SomeArray[ vIndex ] = 5;

Where vIndex is some floating point ?

It will work. The compiler emits code to truncate a real to an int before
addressing the array.

Apparently neither one of you bothered to try it (or check the
C standard) before posting. It's a constraint violation.
C99 6.5.2.1p1.

Followups redirected to comp.lang.c.

Followups redirected to originals, because this is interesting for other
languages too... especially Delphi ;) =D

http://www.open-std.org/jtc1/sc22/WG14/www/docs/n1256.pdf

"
6.5.2.1 Array subscripting

Constraints

1 One of the expressions shall have type ''pointer to object type'', the
other expression shall
have integer type, and the result has type ''type''.

Semantics

2 A postfix expression followed by an expression in square brackets [] is a
subscripted
designation of an element of an array object. The definition of the
subscript operator []
is that E1[E2] is identical to (*((E1)+(E2))).
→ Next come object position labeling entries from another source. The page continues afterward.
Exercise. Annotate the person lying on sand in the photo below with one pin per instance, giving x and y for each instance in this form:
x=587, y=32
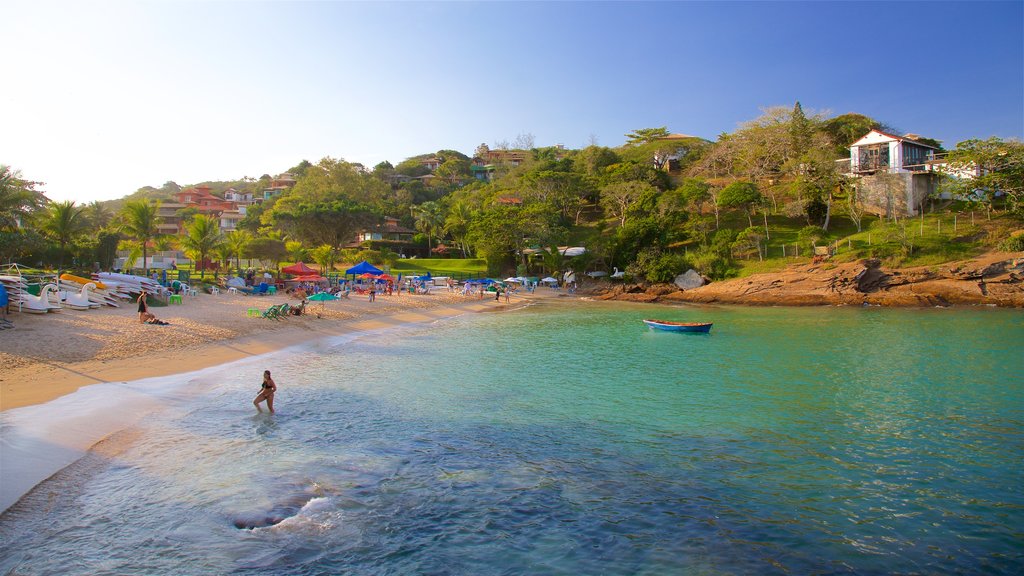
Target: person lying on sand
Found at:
x=144, y=316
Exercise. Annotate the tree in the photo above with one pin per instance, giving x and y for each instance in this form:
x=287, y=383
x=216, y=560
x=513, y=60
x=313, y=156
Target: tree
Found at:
x=238, y=241
x=334, y=223
x=453, y=170
x=845, y=129
x=801, y=130
x=64, y=222
x=107, y=248
x=325, y=256
x=202, y=238
x=267, y=249
x=619, y=198
x=457, y=224
x=646, y=135
x=18, y=198
x=429, y=219
x=296, y=252
x=740, y=195
x=139, y=221
x=163, y=242
x=97, y=214
x=523, y=140
x=997, y=166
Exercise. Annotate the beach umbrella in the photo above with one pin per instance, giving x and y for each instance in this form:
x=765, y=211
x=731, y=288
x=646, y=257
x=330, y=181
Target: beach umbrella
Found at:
x=364, y=268
x=322, y=297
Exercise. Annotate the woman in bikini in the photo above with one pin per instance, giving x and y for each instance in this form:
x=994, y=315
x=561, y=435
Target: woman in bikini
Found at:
x=266, y=393
x=143, y=310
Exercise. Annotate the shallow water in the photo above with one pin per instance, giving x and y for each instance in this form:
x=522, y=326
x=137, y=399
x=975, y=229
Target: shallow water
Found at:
x=571, y=440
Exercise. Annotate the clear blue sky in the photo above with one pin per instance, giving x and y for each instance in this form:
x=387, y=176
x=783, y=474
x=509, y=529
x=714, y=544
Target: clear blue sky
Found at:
x=101, y=98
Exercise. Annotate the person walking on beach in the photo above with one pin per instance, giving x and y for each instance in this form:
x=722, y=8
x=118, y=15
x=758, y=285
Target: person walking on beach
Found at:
x=265, y=393
x=143, y=310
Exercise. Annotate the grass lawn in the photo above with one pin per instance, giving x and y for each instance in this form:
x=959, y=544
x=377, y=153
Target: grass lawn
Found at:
x=458, y=268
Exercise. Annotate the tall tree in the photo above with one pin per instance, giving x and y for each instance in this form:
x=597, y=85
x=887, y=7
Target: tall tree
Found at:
x=238, y=241
x=457, y=223
x=202, y=239
x=18, y=198
x=64, y=222
x=645, y=135
x=139, y=220
x=801, y=130
x=98, y=214
x=988, y=167
x=740, y=195
x=429, y=219
x=619, y=198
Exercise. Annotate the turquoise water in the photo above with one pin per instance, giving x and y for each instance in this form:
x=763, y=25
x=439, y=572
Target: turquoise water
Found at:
x=572, y=440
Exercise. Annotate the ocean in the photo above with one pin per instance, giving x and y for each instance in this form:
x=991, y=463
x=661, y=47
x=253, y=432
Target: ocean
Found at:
x=568, y=439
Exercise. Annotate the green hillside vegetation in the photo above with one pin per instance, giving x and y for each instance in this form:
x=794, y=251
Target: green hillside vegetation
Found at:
x=755, y=200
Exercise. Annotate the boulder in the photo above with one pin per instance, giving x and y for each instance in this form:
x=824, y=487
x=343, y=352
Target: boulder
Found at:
x=690, y=280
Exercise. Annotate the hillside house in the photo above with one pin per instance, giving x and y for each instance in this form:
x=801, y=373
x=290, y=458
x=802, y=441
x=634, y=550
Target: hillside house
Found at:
x=895, y=174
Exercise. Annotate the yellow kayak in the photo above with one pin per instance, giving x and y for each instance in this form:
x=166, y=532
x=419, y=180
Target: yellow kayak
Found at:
x=83, y=281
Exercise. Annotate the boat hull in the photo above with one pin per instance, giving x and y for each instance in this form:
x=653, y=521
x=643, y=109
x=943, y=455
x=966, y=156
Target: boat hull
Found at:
x=697, y=327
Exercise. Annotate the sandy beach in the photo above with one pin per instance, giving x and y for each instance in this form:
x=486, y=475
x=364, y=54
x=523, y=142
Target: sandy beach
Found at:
x=79, y=378
x=45, y=357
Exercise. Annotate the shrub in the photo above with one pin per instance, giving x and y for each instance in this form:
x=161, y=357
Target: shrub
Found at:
x=1013, y=244
x=657, y=266
x=809, y=237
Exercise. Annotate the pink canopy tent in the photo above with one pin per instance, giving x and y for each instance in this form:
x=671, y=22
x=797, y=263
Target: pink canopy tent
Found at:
x=299, y=269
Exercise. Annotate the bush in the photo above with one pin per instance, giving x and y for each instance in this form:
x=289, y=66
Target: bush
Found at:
x=657, y=266
x=809, y=237
x=1013, y=244
x=373, y=256
x=714, y=264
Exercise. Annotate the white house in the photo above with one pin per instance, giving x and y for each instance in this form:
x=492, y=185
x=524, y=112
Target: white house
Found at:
x=895, y=174
x=879, y=151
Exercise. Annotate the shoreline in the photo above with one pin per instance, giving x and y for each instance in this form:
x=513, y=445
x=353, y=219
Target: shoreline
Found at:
x=995, y=279
x=35, y=376
x=47, y=428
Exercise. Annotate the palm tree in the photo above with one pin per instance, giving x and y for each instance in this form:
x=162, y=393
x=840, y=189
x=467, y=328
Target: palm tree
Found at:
x=202, y=238
x=296, y=251
x=239, y=241
x=97, y=214
x=429, y=219
x=140, y=222
x=164, y=242
x=64, y=222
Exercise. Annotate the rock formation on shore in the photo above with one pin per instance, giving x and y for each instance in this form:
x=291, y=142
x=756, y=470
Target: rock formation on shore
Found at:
x=995, y=279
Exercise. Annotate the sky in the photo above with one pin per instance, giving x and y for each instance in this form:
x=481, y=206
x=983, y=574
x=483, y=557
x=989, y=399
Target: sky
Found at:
x=100, y=98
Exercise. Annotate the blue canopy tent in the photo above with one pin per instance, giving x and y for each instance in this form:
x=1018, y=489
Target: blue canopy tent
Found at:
x=364, y=268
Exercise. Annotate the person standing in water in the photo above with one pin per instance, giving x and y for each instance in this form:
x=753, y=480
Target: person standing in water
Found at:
x=266, y=393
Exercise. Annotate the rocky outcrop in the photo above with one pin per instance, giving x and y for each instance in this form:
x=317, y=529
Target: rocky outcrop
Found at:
x=689, y=280
x=995, y=279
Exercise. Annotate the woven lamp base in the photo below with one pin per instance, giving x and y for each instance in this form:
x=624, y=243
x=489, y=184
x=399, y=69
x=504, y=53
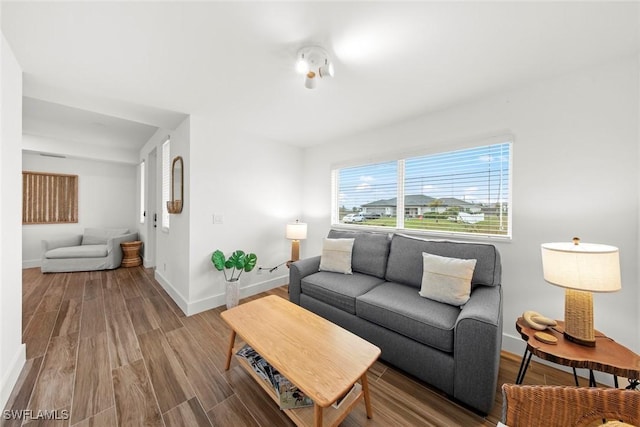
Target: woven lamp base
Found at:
x=578, y=317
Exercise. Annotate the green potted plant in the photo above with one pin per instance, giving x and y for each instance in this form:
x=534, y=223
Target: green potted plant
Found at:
x=237, y=263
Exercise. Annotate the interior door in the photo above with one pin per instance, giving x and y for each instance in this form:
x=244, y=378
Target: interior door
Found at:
x=152, y=214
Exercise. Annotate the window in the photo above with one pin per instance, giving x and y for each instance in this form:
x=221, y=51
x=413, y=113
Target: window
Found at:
x=49, y=198
x=465, y=191
x=166, y=182
x=142, y=192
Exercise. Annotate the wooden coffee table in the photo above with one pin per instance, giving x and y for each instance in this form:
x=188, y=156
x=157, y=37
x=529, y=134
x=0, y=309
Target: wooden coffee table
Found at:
x=320, y=358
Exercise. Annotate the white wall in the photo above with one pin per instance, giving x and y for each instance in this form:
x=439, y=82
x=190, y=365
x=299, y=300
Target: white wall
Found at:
x=106, y=198
x=12, y=351
x=255, y=186
x=575, y=173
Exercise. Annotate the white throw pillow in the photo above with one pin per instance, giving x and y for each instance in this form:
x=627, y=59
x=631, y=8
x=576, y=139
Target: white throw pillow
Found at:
x=336, y=255
x=447, y=280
Because of the conversion
rules that
apply to the binary + operator, if E1 is an array object (equivalently, a
pointer to the
initial element of an array object) and E2 is an integer, E1[E2] designates
the E2-th
element of E1 (counting from zero).

3 Successive subscript operators designate an element of a multidimensional
array object.
If E is an n-dimensional array (n >= 2) with dimensions i x j x . . . x k,
then E (used as
other than an lvalue) is converted to a pointer to an (n - 1)-dimensional
array with
dimensions j x . . . x k. If the unary * operator is applied to this pointer
explicitly, or
implicitly as a result of subscripting, the result is the pointed-to (n -
1)-dimensional array,
which itself is converted into a pointer if used as other than an lvalue. It
follows from this
that arrays are stored in row-major order (last subscript varies fastest).

4 EXAMPLE Consider the array object defined by the declaration
int x[3][5];
Here x is a 3 ´ 5 array of ints; more precisely, x is an array of three
element objects, each of which is an
array of five ints. In the expression x, which is equivalent to
(*((x)+(i))), x is first converted to
a pointer to the initial array of five ints. Then i is adjusted according to
the type of x, which conceptually
entails multiplying i by the size of the object to which the pointer points,
namely an array of five int
objects. The results are added and indirection is applied to yield an array
of five ints. When used in the
expression x[j], that array is in turn converted to a pointer to the
first of the ints, so x[j]
yields an int.
Forward references: additive operators (6.5.6), address and indirection
operators
(6.5.3.2), array declarators (6.7.5.2
"

Pretty short text for such an important feature as array operator [].

Anyway as far as I can tell this text mentions integers only, so no floating
points. (also forward references do not seem to mention floating points).

This is what I would like to see changed in the future for easier
programming.

Also the intel instruction manual says registers have to be filled with
byte, word or doubleword.

I hope to see that changed as well by "floating point" and "double floating
point".

How they make that work is up to them to come up with some nice solution...
perhaps setting a flag somewhere in the instructions to indicate
"floating point lookups".

Then when it happens it can be stuffed into C compilers and then hopefully
it will soon ripple/trickle down to the Delphi compiler !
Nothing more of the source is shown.